Section 2a of the State Officers and Employees Money Disposition

Act (Protest Monies Act), 30 ILCS 230/2a (West 1994).  According

to that statute, "[t]he judicial remedy herein provided ***

relates only to questions which must be decided by the court in

determining the proper disposition of the moneys paid under

protest." 30 ILCS 230/2a (West 1994).

    The only taxes paid under protest by CFSC were those

associated with the Department's disallowance of the deduction of

Subpart F income and the disallowance of the net operating loss

claim.  However, the Department returned the portion of the

protest fund attributable to its disallowance of the Subpart F

deduction.  Accordingly, the disposition of the remainder of the

protest fund depended solely upon the propriety of the

Department's decision to disallow CFSC's net operating loss

claim.  In order to determine whether that decision was proper,

the trial court was not required to consider the

constitutionality of the Department's treatment of the royalties

and interest payments.  Thus, in my opinion, the plain language

of section 2a of the Protest Monies Act precluded CFSC from

challenging the Department's treatment of the royalty and

interest payments.

    Furthermore, even if the trial court found that the

Department's treatment of the royalties and interest payments was

unconstitutional, CFSC would not have been entitled to a refund

from the protest fund because that fund held only the taxes

associated with the net operating loss claim.  As a result, any

ruling made by the trial court or this court regarding the

constitutionality of the Department's treatment of the royalties

and interest payments would be advisory in nature.  Illinois

courts lack jurisdiction to render advisory opinions. See Ill.

Const. 1970, art. VI, §9 (circuit courts have jurisdiction over

justiciable matters); People ex rel. Black v.

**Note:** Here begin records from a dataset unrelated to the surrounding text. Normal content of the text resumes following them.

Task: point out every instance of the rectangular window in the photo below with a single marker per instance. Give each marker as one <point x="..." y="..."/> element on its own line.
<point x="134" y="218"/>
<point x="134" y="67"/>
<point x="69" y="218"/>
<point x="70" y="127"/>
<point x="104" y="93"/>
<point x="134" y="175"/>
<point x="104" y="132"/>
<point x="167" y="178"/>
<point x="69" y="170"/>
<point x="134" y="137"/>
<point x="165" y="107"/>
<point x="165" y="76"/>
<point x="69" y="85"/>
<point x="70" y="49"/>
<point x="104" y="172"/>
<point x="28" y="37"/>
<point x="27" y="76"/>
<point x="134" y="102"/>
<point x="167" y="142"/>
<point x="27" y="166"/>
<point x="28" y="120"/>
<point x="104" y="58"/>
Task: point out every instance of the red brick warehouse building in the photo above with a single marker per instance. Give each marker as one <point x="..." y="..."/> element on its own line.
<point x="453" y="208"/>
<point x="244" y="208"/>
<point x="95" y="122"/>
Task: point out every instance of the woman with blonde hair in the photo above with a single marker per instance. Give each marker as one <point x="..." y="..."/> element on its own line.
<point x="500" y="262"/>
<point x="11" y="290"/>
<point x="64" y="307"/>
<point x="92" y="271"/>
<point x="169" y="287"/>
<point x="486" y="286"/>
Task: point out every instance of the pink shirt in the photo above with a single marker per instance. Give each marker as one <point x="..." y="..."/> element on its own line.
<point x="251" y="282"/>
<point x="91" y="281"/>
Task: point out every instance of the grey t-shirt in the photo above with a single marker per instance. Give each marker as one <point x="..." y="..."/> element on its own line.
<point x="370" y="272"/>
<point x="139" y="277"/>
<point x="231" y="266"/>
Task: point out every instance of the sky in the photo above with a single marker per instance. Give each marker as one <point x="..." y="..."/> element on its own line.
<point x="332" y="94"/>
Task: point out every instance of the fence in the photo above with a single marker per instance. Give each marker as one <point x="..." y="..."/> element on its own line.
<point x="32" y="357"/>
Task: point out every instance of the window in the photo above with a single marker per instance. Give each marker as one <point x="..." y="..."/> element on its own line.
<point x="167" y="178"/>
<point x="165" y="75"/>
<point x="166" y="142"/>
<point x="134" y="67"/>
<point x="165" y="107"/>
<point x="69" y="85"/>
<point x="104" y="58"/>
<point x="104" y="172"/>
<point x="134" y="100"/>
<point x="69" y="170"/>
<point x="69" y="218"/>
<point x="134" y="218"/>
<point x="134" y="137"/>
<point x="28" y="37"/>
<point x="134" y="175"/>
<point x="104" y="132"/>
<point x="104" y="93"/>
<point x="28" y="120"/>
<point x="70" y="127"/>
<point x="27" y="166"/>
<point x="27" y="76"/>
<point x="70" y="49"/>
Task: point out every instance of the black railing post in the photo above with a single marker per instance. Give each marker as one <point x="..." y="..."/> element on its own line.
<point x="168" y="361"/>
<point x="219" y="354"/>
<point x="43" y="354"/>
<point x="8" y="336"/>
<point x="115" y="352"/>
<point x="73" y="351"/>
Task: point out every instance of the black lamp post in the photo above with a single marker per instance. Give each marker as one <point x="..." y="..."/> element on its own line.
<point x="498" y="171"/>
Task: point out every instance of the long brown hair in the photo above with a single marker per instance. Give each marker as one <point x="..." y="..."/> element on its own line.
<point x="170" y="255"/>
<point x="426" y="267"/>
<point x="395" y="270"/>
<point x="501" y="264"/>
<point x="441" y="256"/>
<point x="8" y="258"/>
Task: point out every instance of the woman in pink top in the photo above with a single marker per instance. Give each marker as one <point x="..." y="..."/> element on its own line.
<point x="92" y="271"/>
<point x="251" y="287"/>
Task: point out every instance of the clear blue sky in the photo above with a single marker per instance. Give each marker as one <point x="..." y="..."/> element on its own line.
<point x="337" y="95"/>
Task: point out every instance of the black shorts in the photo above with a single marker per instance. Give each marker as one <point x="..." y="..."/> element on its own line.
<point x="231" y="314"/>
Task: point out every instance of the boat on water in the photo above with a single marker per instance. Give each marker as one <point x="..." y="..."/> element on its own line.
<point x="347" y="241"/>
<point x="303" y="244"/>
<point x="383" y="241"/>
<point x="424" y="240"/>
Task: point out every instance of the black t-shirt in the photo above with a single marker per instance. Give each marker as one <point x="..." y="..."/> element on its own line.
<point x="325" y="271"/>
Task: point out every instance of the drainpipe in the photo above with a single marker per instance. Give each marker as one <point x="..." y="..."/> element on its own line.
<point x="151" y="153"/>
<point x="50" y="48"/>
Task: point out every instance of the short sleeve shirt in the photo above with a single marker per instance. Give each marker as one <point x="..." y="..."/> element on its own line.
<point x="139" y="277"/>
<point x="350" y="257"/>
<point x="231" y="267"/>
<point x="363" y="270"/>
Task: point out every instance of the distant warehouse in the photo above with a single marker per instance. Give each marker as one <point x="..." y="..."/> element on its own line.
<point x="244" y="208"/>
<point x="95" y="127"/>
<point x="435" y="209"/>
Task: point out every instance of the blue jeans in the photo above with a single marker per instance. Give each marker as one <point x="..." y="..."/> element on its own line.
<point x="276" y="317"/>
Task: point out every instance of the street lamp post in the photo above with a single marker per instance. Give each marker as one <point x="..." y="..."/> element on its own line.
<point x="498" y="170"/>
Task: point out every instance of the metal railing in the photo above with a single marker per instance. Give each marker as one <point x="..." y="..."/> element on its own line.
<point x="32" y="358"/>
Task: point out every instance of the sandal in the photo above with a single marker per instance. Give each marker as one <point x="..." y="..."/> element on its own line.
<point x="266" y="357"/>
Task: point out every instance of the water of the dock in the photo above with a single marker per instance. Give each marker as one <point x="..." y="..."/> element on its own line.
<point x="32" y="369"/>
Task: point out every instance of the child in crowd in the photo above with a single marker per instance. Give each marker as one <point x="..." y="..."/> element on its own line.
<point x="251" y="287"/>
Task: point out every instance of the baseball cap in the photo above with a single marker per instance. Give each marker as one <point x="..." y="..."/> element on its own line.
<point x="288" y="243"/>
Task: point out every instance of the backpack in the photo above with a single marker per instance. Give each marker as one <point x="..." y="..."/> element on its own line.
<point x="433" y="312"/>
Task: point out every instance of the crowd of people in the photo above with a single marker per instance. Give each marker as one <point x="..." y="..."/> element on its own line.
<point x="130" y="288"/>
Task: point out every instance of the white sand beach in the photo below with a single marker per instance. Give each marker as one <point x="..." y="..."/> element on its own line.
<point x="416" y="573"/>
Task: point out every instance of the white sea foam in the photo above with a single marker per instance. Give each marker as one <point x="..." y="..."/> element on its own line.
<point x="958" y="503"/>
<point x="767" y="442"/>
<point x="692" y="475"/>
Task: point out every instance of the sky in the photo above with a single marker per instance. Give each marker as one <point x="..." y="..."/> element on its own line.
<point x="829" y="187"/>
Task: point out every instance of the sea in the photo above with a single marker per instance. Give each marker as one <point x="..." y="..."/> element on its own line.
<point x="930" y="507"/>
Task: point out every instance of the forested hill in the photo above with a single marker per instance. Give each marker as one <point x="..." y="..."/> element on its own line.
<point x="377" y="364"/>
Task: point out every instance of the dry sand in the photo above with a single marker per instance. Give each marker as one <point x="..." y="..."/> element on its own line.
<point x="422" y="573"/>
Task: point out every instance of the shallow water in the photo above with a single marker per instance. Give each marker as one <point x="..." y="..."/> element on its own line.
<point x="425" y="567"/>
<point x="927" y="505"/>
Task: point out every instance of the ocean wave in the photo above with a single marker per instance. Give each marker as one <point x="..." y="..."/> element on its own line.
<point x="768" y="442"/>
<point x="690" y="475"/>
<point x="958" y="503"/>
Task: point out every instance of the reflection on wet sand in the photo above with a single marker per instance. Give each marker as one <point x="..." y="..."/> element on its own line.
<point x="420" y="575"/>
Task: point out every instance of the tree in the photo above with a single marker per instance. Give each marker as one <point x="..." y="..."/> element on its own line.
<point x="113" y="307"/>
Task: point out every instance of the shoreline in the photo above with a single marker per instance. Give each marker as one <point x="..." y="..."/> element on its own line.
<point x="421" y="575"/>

Dukes, 96 Ill. 2d

273, 276-77, 449 N.E.2d 856, 857-58 (1983) (cases that result in

advisory opinions are not justiciable).  Therefore, in my

opinion, this appeal should have been dismissed for lack of

jurisdiction.

    Moreover, in adopting the Protest Monies Act, the

legislature intended to limit a taxpayer's ability to challenge a

tax in order to prevent the disruption of the State treasury. See

Yellow Freight System, Inc. v. Illinois Commerce Commission, 70

Ill. App. 3d 95, 101, 388 N.E.2d 235, 240 (1979).  However, under

the majority's expansive reading of the Act, a taxpayer such as

CFSC will be able to challenge virtually every tax it is required

to pay as long as it pays a single tax under protest.  This

reading of the Protest Monies Act contravenes the legislature's

intent to limit tax challenges to the issues which must be

decided to determine the proper disposition of the particular tax

monies which were paid under protest.  Accordingly, I would hold

that under section 2a of the Protest Monies Act, a taxpayer may

challenge only the tax that was paid under protest.